In 2016, secondhand imported vehicles totalled 62 619 against
3 393 new vehicle units sold.
ZMIDP will implement the introduction of “The Pre-Shipment Inspection Policy” for importation of secondhand vehicles.
This policy will entail the mechanical and structural inspection of the secondhand vehicles at source such that vehicles that fail to meet the set standards are not allowed into the country.
ZMIDP will look at expanding surtax on all vehicles including not just ones that are less than five years old.
To import a vehicle, a person has to pay customs duty of 45%, surtax of 35% (only for vehicles older than five years) and value-added tax of 15%.
The expanding of surtax will make it more expensive to import vehicles.
These measures will go into effect once the ZMIDP goes through Parliament with a target of fully banning imported secondhand vehicles by 2030.
ZMIDP found that the growth of these secondhand imported vehicles was between the periods of 2000 to 2017 when government policy reduced import duty for completely built-up units (CBU).
The reduction was to a level where they no longer countered the heavy subsidies enjoyed by neighbouring countries making it cheaper than the local motor industry resulting in a gradual dominance of secondhand imported vehicles.
ZMIDP will be capacitating the motor industry that has seen new vehicles declining, with a goal of creating a local secondhand vehicle market.
“As you can see, the policy has been said to be valid up to 2030.
I think here we are trying to buy time where we allow the economy to improve and allow assemblers to get investors and thereby retooling,” Motor Industry Association of Zimbabwe president Simplisio Shamba said.
“Once that happens, I think you remember what used to happen before where we used to have vehicles being assembled locally and we were buying those vehicles locally as those vehicles were recycled.
We can do the same thing here.”
He said once the vehicles are recycled, they could be sold at an affordable price.
Government will make all parastatals and departments buy only from the local assemblers to ensure they have a market so that the cars can be eventually recycled.

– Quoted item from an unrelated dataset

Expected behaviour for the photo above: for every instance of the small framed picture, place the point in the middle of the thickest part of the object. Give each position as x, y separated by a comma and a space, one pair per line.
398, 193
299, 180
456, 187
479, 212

ZMIDP will pursue five strategies to grow the motor industry — importation of semi-knocked down (SKD) and completely knocked down (CKD) kits; government support; control secondhand imports; categorisation and regulation of the motor industry; the development of the motor industry value chain and clusters; and addressing the issue of variety.

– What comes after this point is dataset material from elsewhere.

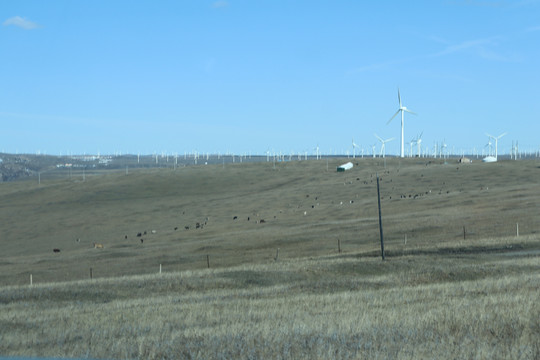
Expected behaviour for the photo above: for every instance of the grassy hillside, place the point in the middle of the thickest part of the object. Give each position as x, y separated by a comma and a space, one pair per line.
305, 209
439, 294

Under the importation of CKD kits, the import duty will be maintained at 0%. Government will maintain that level with the exception of components which could be substituted with locally produced components that meet the specifications of the vehicle manufacturer.
“Any such component that is locally available and imported as part of a CKD kit will be subjected to the duty rates as per the general tariff schedule,” the ZMIDP stated.

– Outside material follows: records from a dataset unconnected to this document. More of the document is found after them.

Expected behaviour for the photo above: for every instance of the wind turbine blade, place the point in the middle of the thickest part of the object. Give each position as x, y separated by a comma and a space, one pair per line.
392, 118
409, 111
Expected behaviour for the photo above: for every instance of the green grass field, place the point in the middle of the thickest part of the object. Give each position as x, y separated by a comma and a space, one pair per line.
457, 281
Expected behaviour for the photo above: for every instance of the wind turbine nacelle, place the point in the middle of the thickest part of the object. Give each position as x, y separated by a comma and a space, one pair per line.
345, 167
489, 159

For SKD kits, a five-year moratorium will be given to SKD assemblers to migrate to CKD assembly.
Government will also include education and awareness campaigns to let the public in on benefits of buying locally assembled vehicles, mobilising affordable long-term lines of credit, and export incentives for local assemblers to encourage exports.
It will implement tax incentives on locally produced vehicles and make the motor industry a special economic zone.